The defense of Kerrey is essential for both parties in order to
rehabilitate the Vietnam War in public opinion. It is inevitably associated
with a right-wing political agenda and the legitimization of war as an
instrument of US policy.
Kerrey is not just any former politician turned university president. He
was a key figure in the Democratic Leadership Council, the grouping headed
by Clinton and Gore that orchestrated the rightward turn of the Democratic
Party and its embrace of law-and-order demagogy, attacks on welfare
recipients, and increased military spending.
The exposure of Kerrey and the demand for his ouster as president of New
School University are important steps in opposing American militarism, and
especially its liberal apologists.
It is particularly outrageous that such an individual should be placed at
the head of an institution previously identified with socially conscious
thought.

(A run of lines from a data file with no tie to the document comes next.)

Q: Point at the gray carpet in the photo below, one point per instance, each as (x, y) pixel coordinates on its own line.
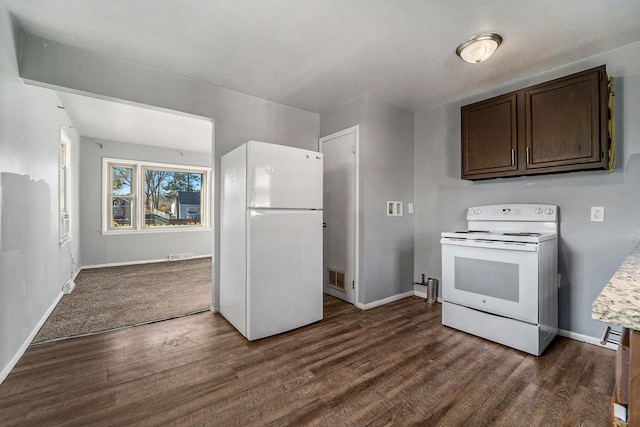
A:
(115, 297)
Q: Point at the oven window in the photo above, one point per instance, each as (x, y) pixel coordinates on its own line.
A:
(491, 278)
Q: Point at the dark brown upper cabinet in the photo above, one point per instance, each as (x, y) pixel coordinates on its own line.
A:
(557, 126)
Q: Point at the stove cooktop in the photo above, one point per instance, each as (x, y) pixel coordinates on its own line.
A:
(505, 236)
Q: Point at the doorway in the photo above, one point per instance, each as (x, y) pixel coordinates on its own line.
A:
(340, 240)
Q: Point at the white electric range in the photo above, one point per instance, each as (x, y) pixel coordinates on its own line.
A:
(500, 275)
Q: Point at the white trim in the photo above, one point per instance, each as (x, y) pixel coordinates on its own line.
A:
(384, 301)
(147, 261)
(25, 345)
(356, 244)
(64, 215)
(585, 338)
(154, 230)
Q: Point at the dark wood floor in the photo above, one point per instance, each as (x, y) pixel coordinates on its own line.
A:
(391, 365)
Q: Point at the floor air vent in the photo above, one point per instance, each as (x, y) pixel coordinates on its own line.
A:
(178, 257)
(336, 279)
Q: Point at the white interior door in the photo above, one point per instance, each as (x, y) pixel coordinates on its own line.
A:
(340, 214)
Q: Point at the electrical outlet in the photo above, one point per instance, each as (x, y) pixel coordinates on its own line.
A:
(597, 213)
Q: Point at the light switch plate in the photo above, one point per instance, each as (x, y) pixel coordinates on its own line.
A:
(597, 213)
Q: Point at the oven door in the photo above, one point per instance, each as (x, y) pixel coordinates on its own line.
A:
(495, 277)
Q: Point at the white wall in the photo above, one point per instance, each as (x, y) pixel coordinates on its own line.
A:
(33, 265)
(237, 117)
(386, 173)
(99, 249)
(589, 252)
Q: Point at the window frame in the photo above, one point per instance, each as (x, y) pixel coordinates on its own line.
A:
(138, 224)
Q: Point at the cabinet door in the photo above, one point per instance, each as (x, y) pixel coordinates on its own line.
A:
(489, 138)
(563, 124)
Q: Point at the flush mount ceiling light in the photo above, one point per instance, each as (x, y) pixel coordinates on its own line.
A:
(479, 47)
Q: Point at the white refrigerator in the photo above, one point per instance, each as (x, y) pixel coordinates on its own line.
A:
(270, 238)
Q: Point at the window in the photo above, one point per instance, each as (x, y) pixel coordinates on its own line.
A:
(63, 188)
(142, 196)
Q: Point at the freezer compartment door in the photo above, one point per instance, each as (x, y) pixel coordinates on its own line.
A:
(284, 271)
(286, 177)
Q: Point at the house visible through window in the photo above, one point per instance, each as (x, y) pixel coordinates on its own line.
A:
(150, 196)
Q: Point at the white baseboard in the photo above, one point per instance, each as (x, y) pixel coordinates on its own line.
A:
(585, 338)
(384, 301)
(148, 261)
(16, 357)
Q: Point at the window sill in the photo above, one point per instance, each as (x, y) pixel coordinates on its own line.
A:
(154, 231)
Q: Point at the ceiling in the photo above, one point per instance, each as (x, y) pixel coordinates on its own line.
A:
(137, 124)
(317, 54)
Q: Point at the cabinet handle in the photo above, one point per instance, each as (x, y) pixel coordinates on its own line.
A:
(605, 336)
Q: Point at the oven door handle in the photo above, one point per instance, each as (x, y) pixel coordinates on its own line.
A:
(490, 244)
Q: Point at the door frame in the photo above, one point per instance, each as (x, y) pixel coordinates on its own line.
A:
(356, 232)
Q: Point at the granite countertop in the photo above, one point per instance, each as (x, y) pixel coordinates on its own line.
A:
(619, 302)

Among the founders of the New School were several professors
expelled by Columbia University in 1917 for their opposition to US
participation in World War I. For decades it remained a center of
progressive ideas and opposition to fascism and militarism.
For those who came of age during the 1960s and early 1970s, events like My
Lai, the incursion into Cambodia, Kent State and the Christmas bombing of
Hanoi are seared into memory. For the new generations that have grown up
since then, it is necessary to relearn these lessons of history. The demand
for Kerrey's removal at New School must become part of a campaign to expose
the reactionary, bloody character of the Vietnam War and prepare the
American people to oppose the new plans for worldwide military action being
developed by the Pentagon and the Bush administration.
The role of the liberals and the Democrats in defending Kerrey demonstrates
that such a struggle against American imperialism and militarism can only
be conducted on the basis of the independent mobilization of the broad mass
of working people. The working class must build a political party of its
own, independent of the big business parties and the liberal establishment,
and based on a socialist and internationalist program.